For years I have volunteered at the Minnesota Newspaper Museum at the Minnesota State Fair. A few years back it was a self-contained museum in the fair’s Heritage Square section of the fair grounds. Today, the museum, owned by the Minnesota Newspaper Foundation, is located in the 4-H building. The setting has changed, but the purpose remains the same: educate people about the role of newspapers in a free society.
Everyday throughout the run of the fair, a new edition of the four-page Maynard News is printed on the old Babcock single revolution, two-page cylinder press. The type is either handset or comes from the museum’s two Linotype machines. Other equipment at the museum include a folder together with Chandler and Price and Kluge platen presses.
The museum maintains its “hot-metal” theme, in part, as a tribute to the long tradition that letterpress technology contributed to spreading the news.

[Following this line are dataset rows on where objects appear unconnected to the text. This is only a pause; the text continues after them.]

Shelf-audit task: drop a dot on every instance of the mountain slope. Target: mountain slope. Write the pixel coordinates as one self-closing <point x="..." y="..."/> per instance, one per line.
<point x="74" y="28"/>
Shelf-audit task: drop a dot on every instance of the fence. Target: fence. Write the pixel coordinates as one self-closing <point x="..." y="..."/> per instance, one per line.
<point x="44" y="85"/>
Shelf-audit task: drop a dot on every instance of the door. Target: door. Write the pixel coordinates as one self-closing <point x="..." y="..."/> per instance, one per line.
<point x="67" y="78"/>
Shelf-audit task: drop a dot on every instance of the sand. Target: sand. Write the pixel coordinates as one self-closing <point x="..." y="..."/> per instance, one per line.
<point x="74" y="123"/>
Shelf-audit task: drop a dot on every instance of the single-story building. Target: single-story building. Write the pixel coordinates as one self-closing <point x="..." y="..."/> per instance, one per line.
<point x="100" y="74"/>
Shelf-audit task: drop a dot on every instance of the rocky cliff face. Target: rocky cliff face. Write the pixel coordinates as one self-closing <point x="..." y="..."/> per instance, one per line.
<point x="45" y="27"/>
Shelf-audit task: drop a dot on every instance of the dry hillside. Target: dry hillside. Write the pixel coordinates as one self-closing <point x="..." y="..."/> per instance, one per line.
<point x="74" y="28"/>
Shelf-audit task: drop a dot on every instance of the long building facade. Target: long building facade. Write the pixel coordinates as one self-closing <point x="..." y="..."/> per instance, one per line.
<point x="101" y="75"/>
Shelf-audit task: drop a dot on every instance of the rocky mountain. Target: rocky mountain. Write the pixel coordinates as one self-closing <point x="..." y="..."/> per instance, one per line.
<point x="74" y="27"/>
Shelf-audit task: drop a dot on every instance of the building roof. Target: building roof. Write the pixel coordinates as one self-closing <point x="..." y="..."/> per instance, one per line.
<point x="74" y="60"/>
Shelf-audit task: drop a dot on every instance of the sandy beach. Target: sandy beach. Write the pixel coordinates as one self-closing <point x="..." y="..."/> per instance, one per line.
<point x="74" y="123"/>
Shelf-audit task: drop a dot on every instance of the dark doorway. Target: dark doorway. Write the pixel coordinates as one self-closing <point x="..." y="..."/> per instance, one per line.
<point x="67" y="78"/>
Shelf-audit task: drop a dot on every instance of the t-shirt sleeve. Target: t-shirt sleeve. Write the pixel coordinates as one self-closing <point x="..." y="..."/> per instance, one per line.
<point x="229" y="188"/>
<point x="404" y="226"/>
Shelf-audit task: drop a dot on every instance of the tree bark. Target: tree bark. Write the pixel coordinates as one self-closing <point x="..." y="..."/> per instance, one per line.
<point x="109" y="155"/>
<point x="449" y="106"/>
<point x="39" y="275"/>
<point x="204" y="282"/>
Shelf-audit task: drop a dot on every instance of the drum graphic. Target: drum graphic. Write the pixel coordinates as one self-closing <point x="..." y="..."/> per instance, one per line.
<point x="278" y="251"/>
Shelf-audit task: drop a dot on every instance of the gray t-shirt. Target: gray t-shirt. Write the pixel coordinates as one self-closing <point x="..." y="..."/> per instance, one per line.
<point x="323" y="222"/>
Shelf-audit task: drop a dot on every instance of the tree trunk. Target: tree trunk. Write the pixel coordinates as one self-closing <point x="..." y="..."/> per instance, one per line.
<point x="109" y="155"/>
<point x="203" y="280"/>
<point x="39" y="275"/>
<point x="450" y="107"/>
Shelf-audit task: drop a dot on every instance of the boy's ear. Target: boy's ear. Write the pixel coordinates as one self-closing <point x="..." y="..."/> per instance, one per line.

A few years back, the former director of the Minnesota Newspaper Association, Robert M. Shaw, and I collaborated on printing and publishing a wonderful book titled Life In The Back Shop. The book tells the stories of the men and women who labored to produce newspapers, often working in miserable conditions around dangerous machinery for a pittance of pay. It brings these “back shop” workers to life, telling about their quirks, their adventures, their sometimes unpredictable behavior, and the memories of their days in those hot-metal newspapers. It brings to life the characters who roamed the letterpress world in ways that make you smile and laugh. Mr. Shaw’s telling of their stories is a masterpiece of journalism.